The infrared shielding film 5 may be provided directly on the surface of the first glass plate 2 or the second glass plate 4, or may be provided via an adhesive layer and a base material layer. The infrared shielding film 5 may be a single layer film or a multilayer film of two or more layers. In the case of a single layer film, it contains silicon oxide and an infrared shielding compound. Infrared shielding compounds include tin-doped indium oxide, antimony-doped tin oxide, aluminum-doped zinc oxide, indium-doped zinc oxide, tin-doped zinc oxide, silicon-doped zinc oxide, lanthanum hexaboride, and cerium hexaboride. In the case of a multilayer film, it may be a multilayer resin film in which two or more types of thermoplastic resin layers having different refractive indexes are laminated alternately or randomly, or it may be a liquid crystal film in which cholesteric liquid crystal layers are laminated.

The infrared shielding film 5 is a single layer film, and is preferably provided directly above the second glass plate 4. Since the infrared shielding film 5 does not have a base material layer or an adhesive layer, it is possible to suppress the generation of multiple images due to reflection and refraction that occur at the interface between the base material layer and the adhesive layer, and the image display as a head-up display can be clearly displayed. Can be done.

The film thickness at the first reference point 10 cm downward from the upper end of the infrared shielding film 5 is A [mm], the film thickness at the second reference point 10 cm upward from the lower end of the infrared shielding film 5 is B [mm], The thickness of the intermediate film 3 at the same height as the second reference point is C [mm], and the film thickness of the intermediate film 3 at the same height as the first reference point is C + L × θ [mm]. In this case, it is preferable that the thickness of the infrared shielding film 5 and the thickness of the intermediate film 3 satisfy formula (1).

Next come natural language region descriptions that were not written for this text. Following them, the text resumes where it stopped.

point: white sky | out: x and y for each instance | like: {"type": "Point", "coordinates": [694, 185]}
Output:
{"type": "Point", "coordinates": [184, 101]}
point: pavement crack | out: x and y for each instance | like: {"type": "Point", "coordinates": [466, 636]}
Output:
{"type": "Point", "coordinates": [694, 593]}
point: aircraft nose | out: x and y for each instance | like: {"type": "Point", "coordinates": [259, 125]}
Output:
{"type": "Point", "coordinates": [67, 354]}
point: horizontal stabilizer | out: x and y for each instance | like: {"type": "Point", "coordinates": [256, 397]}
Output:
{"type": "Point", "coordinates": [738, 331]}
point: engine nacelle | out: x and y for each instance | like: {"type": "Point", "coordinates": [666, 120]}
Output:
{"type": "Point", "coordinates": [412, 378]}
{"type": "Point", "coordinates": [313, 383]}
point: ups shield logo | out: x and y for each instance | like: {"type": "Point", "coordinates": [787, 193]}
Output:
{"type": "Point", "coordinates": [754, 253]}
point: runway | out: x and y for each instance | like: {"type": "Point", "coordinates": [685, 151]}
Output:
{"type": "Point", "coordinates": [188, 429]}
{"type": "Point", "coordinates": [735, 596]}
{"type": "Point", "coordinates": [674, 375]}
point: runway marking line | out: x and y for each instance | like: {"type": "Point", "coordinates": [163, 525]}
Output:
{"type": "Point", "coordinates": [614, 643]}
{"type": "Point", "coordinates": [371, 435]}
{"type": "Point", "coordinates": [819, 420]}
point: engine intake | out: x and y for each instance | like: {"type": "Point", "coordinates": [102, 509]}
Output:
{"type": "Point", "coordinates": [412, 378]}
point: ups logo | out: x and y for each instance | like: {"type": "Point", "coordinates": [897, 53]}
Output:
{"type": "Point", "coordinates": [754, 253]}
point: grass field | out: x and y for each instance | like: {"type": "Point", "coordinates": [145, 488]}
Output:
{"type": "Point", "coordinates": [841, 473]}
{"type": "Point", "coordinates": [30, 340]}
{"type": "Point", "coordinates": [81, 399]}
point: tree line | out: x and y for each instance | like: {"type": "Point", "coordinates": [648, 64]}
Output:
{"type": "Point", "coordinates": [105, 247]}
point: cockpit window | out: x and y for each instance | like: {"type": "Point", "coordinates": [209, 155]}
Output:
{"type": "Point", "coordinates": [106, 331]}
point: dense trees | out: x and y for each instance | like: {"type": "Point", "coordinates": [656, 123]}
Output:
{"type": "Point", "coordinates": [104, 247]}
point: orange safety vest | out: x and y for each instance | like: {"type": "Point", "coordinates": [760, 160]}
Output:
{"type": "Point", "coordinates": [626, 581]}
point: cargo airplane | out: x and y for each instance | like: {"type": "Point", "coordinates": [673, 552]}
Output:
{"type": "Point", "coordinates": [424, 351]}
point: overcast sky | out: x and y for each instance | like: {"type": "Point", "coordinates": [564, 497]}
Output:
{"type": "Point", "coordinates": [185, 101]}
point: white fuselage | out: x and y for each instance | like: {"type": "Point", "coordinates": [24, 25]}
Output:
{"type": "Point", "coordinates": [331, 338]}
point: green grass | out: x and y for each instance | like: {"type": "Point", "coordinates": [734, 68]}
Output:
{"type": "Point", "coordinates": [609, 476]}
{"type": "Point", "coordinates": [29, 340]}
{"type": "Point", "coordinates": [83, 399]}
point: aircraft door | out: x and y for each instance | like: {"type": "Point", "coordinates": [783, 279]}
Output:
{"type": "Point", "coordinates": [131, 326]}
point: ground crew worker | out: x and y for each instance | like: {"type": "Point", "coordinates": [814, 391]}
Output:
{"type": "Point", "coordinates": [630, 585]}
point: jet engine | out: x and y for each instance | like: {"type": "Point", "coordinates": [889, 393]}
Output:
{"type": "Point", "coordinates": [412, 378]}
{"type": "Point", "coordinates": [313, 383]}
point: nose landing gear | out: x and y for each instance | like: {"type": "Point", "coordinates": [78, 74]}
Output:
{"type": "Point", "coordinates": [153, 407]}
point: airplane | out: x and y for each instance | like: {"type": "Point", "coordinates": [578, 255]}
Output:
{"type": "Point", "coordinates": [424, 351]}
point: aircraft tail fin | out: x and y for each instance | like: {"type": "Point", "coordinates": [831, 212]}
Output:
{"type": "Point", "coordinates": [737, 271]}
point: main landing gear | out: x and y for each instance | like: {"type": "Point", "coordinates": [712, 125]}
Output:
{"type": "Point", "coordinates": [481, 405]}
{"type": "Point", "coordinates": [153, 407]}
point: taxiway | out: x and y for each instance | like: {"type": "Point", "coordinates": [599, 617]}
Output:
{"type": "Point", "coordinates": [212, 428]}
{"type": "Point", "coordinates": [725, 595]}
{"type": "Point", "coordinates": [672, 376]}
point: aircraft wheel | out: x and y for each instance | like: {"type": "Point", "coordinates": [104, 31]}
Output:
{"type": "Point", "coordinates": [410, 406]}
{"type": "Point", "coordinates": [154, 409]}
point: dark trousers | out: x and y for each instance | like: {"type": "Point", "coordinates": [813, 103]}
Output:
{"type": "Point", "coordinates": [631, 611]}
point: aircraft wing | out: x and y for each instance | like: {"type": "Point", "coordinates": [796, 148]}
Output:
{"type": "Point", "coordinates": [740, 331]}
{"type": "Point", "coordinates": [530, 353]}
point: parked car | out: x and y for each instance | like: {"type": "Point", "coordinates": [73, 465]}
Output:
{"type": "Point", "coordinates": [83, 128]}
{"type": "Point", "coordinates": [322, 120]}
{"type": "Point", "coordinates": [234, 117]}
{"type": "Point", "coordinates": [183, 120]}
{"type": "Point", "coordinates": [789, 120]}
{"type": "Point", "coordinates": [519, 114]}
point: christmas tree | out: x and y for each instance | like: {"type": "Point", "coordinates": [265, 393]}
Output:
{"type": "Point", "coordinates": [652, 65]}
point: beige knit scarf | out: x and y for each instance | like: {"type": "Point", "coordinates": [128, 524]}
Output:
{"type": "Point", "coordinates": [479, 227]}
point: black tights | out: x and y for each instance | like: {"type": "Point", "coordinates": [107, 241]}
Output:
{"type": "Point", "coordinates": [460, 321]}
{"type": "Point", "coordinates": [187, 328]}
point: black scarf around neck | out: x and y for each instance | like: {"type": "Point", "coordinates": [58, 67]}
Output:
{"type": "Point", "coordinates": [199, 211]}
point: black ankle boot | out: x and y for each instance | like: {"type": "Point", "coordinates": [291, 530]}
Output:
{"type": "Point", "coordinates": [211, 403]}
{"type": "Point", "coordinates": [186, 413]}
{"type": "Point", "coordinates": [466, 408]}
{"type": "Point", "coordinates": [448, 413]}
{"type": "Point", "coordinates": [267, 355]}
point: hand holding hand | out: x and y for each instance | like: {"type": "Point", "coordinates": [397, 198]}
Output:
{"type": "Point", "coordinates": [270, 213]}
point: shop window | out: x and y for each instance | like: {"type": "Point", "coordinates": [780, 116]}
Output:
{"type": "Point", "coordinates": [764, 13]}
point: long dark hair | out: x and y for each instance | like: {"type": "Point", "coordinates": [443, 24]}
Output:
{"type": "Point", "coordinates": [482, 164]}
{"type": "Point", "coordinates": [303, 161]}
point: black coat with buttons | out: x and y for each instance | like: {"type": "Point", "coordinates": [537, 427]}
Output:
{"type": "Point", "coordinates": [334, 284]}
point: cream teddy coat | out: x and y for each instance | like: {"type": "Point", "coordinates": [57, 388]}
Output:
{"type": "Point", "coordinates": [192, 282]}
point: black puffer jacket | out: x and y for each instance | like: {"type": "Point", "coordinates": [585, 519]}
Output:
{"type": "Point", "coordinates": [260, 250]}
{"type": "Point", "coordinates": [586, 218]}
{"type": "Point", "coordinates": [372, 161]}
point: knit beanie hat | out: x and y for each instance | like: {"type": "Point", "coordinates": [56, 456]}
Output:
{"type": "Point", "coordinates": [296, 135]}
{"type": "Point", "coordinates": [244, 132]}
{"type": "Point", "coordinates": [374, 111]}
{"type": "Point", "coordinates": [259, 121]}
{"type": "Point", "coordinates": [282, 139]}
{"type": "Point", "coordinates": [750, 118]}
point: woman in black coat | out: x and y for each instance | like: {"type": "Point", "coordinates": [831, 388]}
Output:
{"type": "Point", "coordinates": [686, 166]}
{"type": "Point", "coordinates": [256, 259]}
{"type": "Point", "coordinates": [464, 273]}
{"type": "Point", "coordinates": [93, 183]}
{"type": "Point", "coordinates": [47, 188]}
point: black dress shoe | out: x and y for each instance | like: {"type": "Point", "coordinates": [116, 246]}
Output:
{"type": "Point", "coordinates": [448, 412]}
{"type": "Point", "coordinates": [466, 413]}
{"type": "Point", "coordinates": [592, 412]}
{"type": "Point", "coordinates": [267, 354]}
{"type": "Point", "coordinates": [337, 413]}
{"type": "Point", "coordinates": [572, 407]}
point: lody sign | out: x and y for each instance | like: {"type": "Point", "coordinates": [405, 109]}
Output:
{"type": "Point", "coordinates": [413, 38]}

Here, L is the distance [mm] from the first reference point to the second reference point of the infrared shielding film 5, and θ is the wedge angle [rad] of the interlayer film. θ is 0.1×10 ⁻³ or more.
|B×C−A×(C+L×θ)|≦4×10 ^-3 ...Formula (1)
When the film thickness of the infrared shielding film 5 and the film thickness of the intermediate film 3 satisfy formula (1), the film thickness (C + L × θ) on the upper end side of the intermediate film 3 and the film thickness (C) on the lower end side are The ratio ((C+L×θ)/C) is almost the same as the ratio (B/A) between the film thickness (B) on the lower end side and the film thickness (A) on the upper end side of the infrared shielding film 5. , visible light transmittance and infrared shielding properties can be made uniform from the upper end side to the lower end side. Equation (1) indicates that the difference in ratio is below a certain value. The lower limit value on the left side of equation (1) is zero.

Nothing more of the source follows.